Depuydt P, Vandijck D, Bekaert M, Decruyenaere J, Blot S, Vogelaers D, Benoit D
Crit Care. 2008 Nov 17;12(6):R142. [Epub ahead of print]

ABSTRACT

INTRODUCTION: It is still debated whether multidrug antibiotic resistance (MDR) in pathogens causing ventilator-associated pneumonia (VAP) is an independent risk factor for adverse outcome. We aimed to identify the determinants of multidrug antibiotic resistance (MDR) versus non-MDR microbial etiology in VAP and assessed whether MDR versus non-MDR VAP was independently associated with increased 30 days mortality.

METHODS: We performed a retrospective analysis of a prospectively registered cohort of adult patients with microbiologically confirmed VAP, diagnosed at a university hospital intensive care unit during a three-year period. Determinants of MDR as compared to non-MDR microbial etiology and impact of MDR versus non-MDR etiology on mortality were investigated using multivariate logistic and competing risk regression analysis.
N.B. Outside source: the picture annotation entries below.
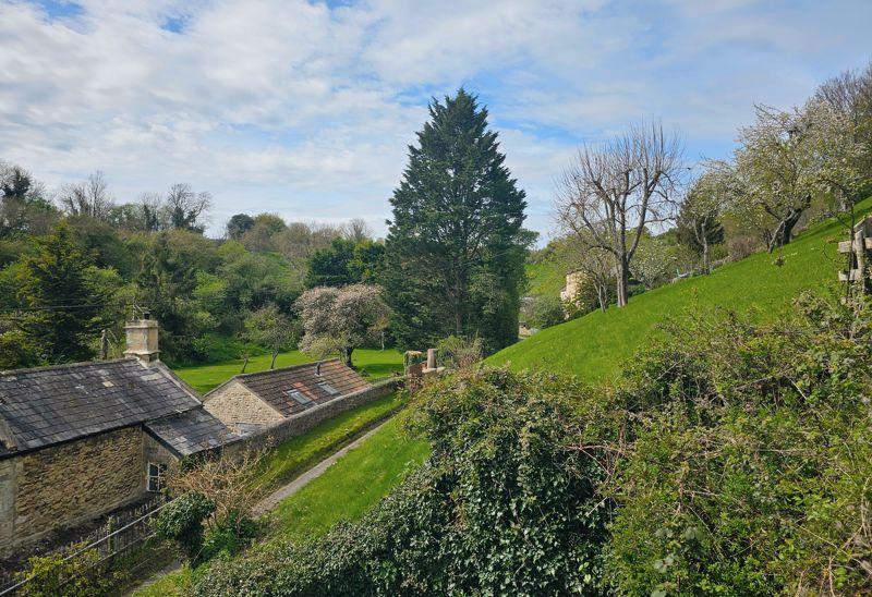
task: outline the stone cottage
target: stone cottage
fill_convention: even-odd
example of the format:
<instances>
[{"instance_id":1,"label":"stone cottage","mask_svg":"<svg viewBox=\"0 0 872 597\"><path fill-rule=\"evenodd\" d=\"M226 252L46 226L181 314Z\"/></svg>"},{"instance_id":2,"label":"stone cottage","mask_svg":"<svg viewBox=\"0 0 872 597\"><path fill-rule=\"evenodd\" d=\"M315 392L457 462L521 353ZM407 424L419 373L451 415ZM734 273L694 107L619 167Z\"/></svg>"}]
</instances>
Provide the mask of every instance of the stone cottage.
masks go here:
<instances>
[{"instance_id":1,"label":"stone cottage","mask_svg":"<svg viewBox=\"0 0 872 597\"><path fill-rule=\"evenodd\" d=\"M158 358L157 321L125 357L0 371L0 555L162 488L168 464L239 437Z\"/></svg>"},{"instance_id":2,"label":"stone cottage","mask_svg":"<svg viewBox=\"0 0 872 597\"><path fill-rule=\"evenodd\" d=\"M373 389L354 369L332 358L238 375L207 393L203 403L228 427L252 435Z\"/></svg>"}]
</instances>

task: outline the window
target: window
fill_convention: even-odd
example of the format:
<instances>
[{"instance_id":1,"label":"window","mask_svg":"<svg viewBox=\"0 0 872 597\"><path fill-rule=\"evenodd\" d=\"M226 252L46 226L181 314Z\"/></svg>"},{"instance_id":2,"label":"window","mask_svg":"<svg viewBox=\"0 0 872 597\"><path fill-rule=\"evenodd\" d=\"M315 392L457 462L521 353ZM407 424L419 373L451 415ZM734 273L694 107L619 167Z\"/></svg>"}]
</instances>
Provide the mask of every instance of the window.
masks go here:
<instances>
[{"instance_id":1,"label":"window","mask_svg":"<svg viewBox=\"0 0 872 597\"><path fill-rule=\"evenodd\" d=\"M304 395L303 392L300 390L286 390L284 394L296 402L298 404L302 404L303 406L308 406L312 404L312 400Z\"/></svg>"},{"instance_id":2,"label":"window","mask_svg":"<svg viewBox=\"0 0 872 597\"><path fill-rule=\"evenodd\" d=\"M339 393L339 390L337 390L336 388L334 388L332 386L330 386L326 381L322 381L320 383L318 383L318 387L320 387L322 390L324 390L325 392L327 392L330 395L336 395L336 394Z\"/></svg>"},{"instance_id":3,"label":"window","mask_svg":"<svg viewBox=\"0 0 872 597\"><path fill-rule=\"evenodd\" d=\"M148 463L148 490L162 491L166 484L167 465L160 463Z\"/></svg>"}]
</instances>

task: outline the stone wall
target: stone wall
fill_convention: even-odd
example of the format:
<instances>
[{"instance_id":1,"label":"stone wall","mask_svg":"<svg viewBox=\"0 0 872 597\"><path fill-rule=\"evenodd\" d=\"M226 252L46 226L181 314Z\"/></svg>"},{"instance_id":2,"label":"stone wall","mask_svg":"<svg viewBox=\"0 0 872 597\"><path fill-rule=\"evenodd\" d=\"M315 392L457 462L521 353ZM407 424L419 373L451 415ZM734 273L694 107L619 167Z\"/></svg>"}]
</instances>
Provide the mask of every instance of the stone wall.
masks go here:
<instances>
[{"instance_id":1,"label":"stone wall","mask_svg":"<svg viewBox=\"0 0 872 597\"><path fill-rule=\"evenodd\" d=\"M286 439L305 434L324 421L332 418L351 409L368 404L402 388L404 382L405 378L395 377L375 383L365 390L339 397L324 404L318 404L308 411L282 419L280 423L265 426L263 429L259 429L256 435L246 438L245 441L233 444L232 450L240 451L247 448L258 449L268 447L272 443L280 443Z\"/></svg>"},{"instance_id":2,"label":"stone wall","mask_svg":"<svg viewBox=\"0 0 872 597\"><path fill-rule=\"evenodd\" d=\"M143 436L128 427L1 461L0 551L141 497Z\"/></svg>"},{"instance_id":3,"label":"stone wall","mask_svg":"<svg viewBox=\"0 0 872 597\"><path fill-rule=\"evenodd\" d=\"M231 381L207 394L203 399L203 407L237 430L240 430L240 424L270 425L284 421L280 413L239 381Z\"/></svg>"}]
</instances>

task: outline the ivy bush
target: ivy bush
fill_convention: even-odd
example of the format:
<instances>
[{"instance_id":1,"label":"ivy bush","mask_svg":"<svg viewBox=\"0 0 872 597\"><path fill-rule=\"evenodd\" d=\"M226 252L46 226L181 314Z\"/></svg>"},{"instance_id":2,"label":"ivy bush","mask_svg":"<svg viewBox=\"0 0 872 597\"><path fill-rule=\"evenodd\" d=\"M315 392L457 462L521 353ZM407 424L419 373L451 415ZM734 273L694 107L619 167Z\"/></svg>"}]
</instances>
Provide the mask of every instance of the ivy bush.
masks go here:
<instances>
[{"instance_id":1,"label":"ivy bush","mask_svg":"<svg viewBox=\"0 0 872 597\"><path fill-rule=\"evenodd\" d=\"M613 388L471 369L360 522L216 562L197 595L872 594L872 307L697 313Z\"/></svg>"},{"instance_id":2,"label":"ivy bush","mask_svg":"<svg viewBox=\"0 0 872 597\"><path fill-rule=\"evenodd\" d=\"M669 327L616 394L608 581L633 595L872 592L872 317L811 295Z\"/></svg>"},{"instance_id":3,"label":"ivy bush","mask_svg":"<svg viewBox=\"0 0 872 597\"><path fill-rule=\"evenodd\" d=\"M500 369L422 391L433 452L358 523L215 562L198 595L598 592L609 504L577 448L578 385Z\"/></svg>"},{"instance_id":4,"label":"ivy bush","mask_svg":"<svg viewBox=\"0 0 872 597\"><path fill-rule=\"evenodd\" d=\"M168 503L152 521L155 533L172 541L192 565L203 559L204 522L215 512L215 502L191 491Z\"/></svg>"}]
</instances>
RESULTS: MDR pathogens were involved in 52 of 192 episodes of VAP (27%): methicillin-resistant Staphylococcus aureus in 12 (6%), extended-spectrum beta-lactamase producing Enterobacteriaceae in 28 (15%), MDR Pseudomonas aeruginosa and other non-fermenting pathogens in 12 (6%). Multivariable logistic regression identified the Charlson index of comorbidity (OR 1.38, 95% CI 1.08-1.75, p=0.01) and previous exposure to more than two different antibiotic classes (OR 5.11, 95% CI 1.38-18.89, p=0.01) as predictors of MDR etiology. 30 days mortality following VAP caused by MDR versus non-MDR was 37% and 20% (p=0.02) respectively. A multivariate competing risk regression analysis showed that renal replacement therapy prior to VAP (Standardized Hazard Ratio (SHR) 2.69, 95% CI 1.47-4.94, p=0.01), the Charlson index of comorbidity (SHR 1.21, 95% CI 1.03 -1.41, p=0.03) and septic shock upon ICU admission (SHR 1.86, 95% CI 1.03 - 3.35, p=0.03), but not MDR etiology of VAP, were independent predictors of mortality.

CONCLUSIONS: The risk of MDR pathogens causing VAP was mainly determined by comorbidity and prior exposure to more than two antibiotics. The increased mortality of VAP caused by MDR as compared to non-MDR pathogens was explained by more severe comorbidity and organ failure prior to VAP.